Structural modeling and docking study

For WT and DM, we retrieved already available structure from PDB [WT - PDB ID: 3VJO chain A, at 2.64 Å and DM- PDB ID: 3UG2 chain A, at 2.50 Å] for our analysis. In order to model G719S and T790M mutant proteins, RosettaBackrub web server was used which is based on ab initio modeling technique Rosetta 3.119. The RosettaBackrub server provides an easily accessible interface to Rosetta predictions and implements three applications that utilize the backrub-method for flexible protein-backbone modeling and design. The models with high scores and good topologies were selected as candidate structures.

The Autodock 4.2 suite was used as a molecular-docking tool to perform the docking simulations. A Lamarckian genetic algorithm was used as a search parameter20. The (Lamarckian GA parameters used in the study were as follows: number of runs, 30; population size, 150; the maximum number of evaluations, 25,000,000; number of generations, 27,000; rate of gene mutation, 0.02; and the rate of crossover, 0.8. Docking was performed using grid sizes 60, 60 and 60 along the X, Y and Z-axes, with 0.375 Å spacing. The RMS cluster tolerance was set to 2.0 Å.

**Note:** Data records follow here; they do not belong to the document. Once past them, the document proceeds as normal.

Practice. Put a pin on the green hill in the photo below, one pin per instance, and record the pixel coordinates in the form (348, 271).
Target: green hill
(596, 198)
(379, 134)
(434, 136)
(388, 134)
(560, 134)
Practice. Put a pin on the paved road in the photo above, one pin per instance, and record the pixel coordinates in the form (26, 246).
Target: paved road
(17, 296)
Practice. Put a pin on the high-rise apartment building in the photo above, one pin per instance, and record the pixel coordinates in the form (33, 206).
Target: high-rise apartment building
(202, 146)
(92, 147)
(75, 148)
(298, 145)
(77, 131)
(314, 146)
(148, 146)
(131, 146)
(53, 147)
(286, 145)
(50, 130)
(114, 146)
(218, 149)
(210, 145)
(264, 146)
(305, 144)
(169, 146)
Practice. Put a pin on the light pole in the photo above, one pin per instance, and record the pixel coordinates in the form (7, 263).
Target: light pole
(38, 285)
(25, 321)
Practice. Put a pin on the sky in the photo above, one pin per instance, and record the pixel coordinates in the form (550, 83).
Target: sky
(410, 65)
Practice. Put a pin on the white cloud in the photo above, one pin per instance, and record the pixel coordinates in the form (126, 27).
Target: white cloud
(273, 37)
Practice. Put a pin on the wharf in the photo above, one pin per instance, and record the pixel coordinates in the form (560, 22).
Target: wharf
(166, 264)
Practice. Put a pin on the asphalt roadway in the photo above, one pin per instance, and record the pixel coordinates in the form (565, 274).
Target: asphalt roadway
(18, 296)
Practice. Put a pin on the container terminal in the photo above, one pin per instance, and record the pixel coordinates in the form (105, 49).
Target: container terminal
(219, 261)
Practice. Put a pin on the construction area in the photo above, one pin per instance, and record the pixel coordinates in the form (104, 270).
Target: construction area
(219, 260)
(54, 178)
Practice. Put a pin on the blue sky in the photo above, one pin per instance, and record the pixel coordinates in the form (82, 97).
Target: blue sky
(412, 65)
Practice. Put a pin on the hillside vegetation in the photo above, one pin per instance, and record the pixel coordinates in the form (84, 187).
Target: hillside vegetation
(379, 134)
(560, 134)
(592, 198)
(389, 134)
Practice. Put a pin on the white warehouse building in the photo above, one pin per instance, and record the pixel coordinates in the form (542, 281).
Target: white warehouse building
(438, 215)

Molecular dynamic simulation

Classical molecular dynamic simulations of the EGFR receptor and in a ligand-bound state (with gefitinib) were performed using the GROMACS 4.5 package21. The GROMOS43A1 force field22 was adopted to analyze the ligand-bound dynamics; the ligand force fields were provided by the PRODRG program23. The protein-ligand complex structure was solvated in a triclinic water box under periodic boundary conditions using a 1.0 nm minimum distance from the protein to the box faces and neutralizing the system using two Cl ions added to the solvent. The final systems consisted of approximately 25,000 atoms. Following the steepest descent minimization, the systems were equilibrated in the canonical ensemble (under NVT conditions for 500 ps at 300 K) and, subsequently, in the isothermal–isobaric ensemble (under NPT conditions for 500 ps) by applying position restraints to the protein. Lastly, all the restraints were removed and 50 ns molecular dynamic runs were performed twice under NPT conditions at 300 K. To maintain constant pressure (1 atm), (isotropic coordinates scaling), the Parrinello-Rahmanbarostat24 was used with a relaxation time of 2.0 ps. Van der Waals interactions were modeled using 6–12 Lennard-Jones potentials, with a 1.4 nm cut-off. The long-range electrostatic interactions were calculated using the PME method, with a cut-off for the real space term of 0.9 nm. Covalent bonds were constrained using the LINCS algorithm. The time step employed was 2 fs and the coordinates were saved every 2 ps for analysis, which was performed using standard GROMACS tools.

Principal component analysis

The trajectory of an MD simulation was utilized to identify the motions of the native and mutant EGFR models. We used principal component analysis to extract the principal modes involved in the motion of the protein molecule25. A covariance matrix was assembled using a simple linear transformation in Cartesian coordinate space. A vectorial depiction of every single component of the motion indicates the direction of motion. For this, a set of eigenvectors was derived through the diagonalization of the covariance matrix. Each eigenvector has a corresponding eigenvalue that describes the energetic contribution of each component to the motion26. The protein regions that are responsible for the most significant collective motions can be acknowledged through PCA. The GROMACS inbuilt tool g_covar & g_anaeig was used to perform PCA.

Molecular imaging & MD analysis

All the protein structural visualizations were performed using Pymol (DeLano 2002). The trajectories were analyzed using the integral tools in the GROMACS distribution. A further secondary structure analysis was performed using the DSSP program27. All the graphical displays were generated using the XMgrace program.